We considered the previously published compendium of deletion profiles, characterizing the transcription profiles of 270 deletion mutants . Growth rates of 196 of these deletion strains were measured in an independent experiment, allowing us to examine the correlation of gene expression with cell growth rate. Consistent with our results above, no correlation was found between the expression levels of the ribosomal biogenesis genes and the reported growth rates (r = 0.03). A small inverse correlation was observed with the expression of the stress genes (r = −0.19), but this correlation was only marginally significant and considerably lower than those observed with the highest correlated gene groups (e.g. cell cycle group with r = 0.58, see also Table S2).
Interestingly, a strong, and highly significant correlation was observed between the RP gene expression and the growth rate (r = 0.53). This is in contrast to the negligible correlation observed in the chemostat experiment. The decoupling of RP gene expression from ribosomal biogenesis gene expression is also unique to this dataset, as in most other datasets expression of these groups is tightly correlated. A possible explanation is that the mutant strains have undergone further genetic adaptation (secondary mutations c.f. Ref ) that adjusted the level of ribosomal proteins with growth rates . Further experiments are required to examine this possibility.

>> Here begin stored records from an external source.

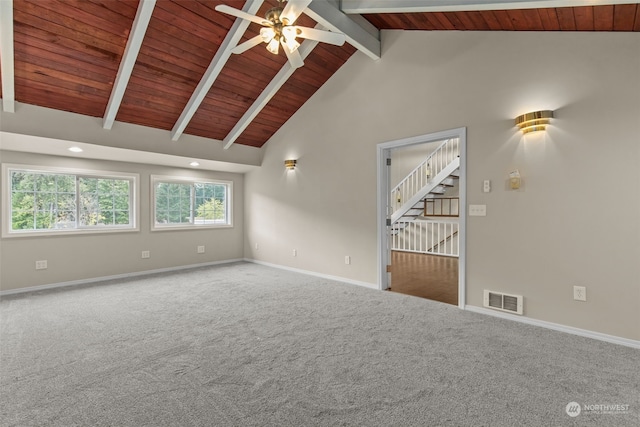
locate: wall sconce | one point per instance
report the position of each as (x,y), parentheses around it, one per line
(290,164)
(533,122)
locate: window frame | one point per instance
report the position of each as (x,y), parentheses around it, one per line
(191,181)
(7,210)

Identifying growth-correlated genes
Taken together, it appears that growth rate per-se has a minimal impact on the expression levels of genes involved in ribosomal biogenesis. To examine whether other gene groups display a tighter link to growth rate, we extended the analysis described above to all yeast genes. Specifically, we assigned each gene a growth correlation score (GCR), quantifying the correlation between its expression level and growth rate, averaged over all perturbations (Methods). A positive GCR indicates a correlation with growth rate, whereas a negative GCR indicates an inverse correlation. We focused on the 5% of genes with the highest or lowest GCR, respectively and characterized their properties by analyzing enrichment within different co-expressed gene groups defined previously ,  (Fig. 3d). To examine the generality of the results, we repeated the same analysis also for the compendium of deletion mutants, using the available gene expression and growth rate of the strains, as described above. The results are summarized in Figure 4.

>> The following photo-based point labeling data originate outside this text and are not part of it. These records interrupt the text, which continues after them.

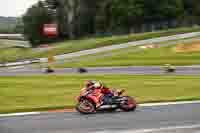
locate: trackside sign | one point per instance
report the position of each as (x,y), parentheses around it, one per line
(50,30)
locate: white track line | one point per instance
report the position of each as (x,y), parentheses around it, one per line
(20,114)
(141,105)
(162,129)
(168,103)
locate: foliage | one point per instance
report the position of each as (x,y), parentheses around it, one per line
(34,19)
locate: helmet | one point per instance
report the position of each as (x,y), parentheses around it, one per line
(92,83)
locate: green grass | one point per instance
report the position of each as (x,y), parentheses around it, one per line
(31,93)
(146,57)
(13,54)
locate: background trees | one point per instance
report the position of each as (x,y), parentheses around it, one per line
(78,18)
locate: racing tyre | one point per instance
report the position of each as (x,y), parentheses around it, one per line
(128,104)
(86,107)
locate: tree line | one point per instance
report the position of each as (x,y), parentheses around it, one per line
(78,18)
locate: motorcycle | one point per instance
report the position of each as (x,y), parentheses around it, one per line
(88,100)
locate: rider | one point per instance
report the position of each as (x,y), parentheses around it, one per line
(108,93)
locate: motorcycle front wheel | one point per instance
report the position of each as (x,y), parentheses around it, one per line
(86,107)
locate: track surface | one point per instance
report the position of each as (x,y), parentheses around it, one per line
(155,117)
(137,70)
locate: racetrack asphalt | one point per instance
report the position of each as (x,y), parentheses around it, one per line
(180,118)
(135,70)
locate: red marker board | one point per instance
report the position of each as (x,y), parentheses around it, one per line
(50,30)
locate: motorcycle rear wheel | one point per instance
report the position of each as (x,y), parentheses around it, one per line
(129,105)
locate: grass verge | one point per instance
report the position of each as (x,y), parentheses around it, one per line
(36,93)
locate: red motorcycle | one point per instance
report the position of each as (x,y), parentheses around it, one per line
(88,100)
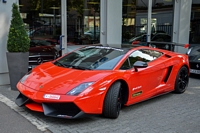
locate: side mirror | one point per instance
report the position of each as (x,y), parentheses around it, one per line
(139,64)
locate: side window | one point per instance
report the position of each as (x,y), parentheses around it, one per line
(144,55)
(126,65)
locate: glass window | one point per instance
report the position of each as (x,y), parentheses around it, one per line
(43,19)
(144,55)
(94,57)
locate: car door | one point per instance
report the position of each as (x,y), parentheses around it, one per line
(145,82)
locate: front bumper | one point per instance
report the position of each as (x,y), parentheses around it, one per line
(62,106)
(62,110)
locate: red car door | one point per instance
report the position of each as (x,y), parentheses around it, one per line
(146,82)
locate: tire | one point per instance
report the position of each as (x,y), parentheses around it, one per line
(182,80)
(112,101)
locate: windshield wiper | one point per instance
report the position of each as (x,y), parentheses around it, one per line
(60,64)
(80,67)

Enrichment of positive and negative correlated genes with previously defined gene modules. The table summarizes the analysis which spanned over hundreds of gene modules. For each gene group and experiment we calculated the enrichment with the positive (blue) and negative (red) correlated genes. Note that none of the gene modules were enriched with both positive and negative correlated genes and only the highest score is displayed. Less significant enrichments are shown in black (P-value>10−3) (see also Tables S3).
The group of genes that are positively correlated with growth was enriched primarily with cell cycle genes. In the chemostat experiment, enrichment was found primarily for genes regulated during the G2/M and M/G1 transition (p-value of 4?10−7 and <10−15, respectively), whereas in the compendium data enrichment was found for the G2/M transition as well as G1/S transition (p-values of 7?10−9 and <10−15, respectively). Other groups that were linked to growth included Mitochondrial ribosomal proteins and oxidative phosphorylation (chemostat experiment), and also gene groups related to histones, ribosomal proteins, phospholipids metabolism and cell wall (deletion mutants). In both experiments, the group of genes that were negatively correlated with growth was enriched with calcium calmodulin related genes (Figure 4).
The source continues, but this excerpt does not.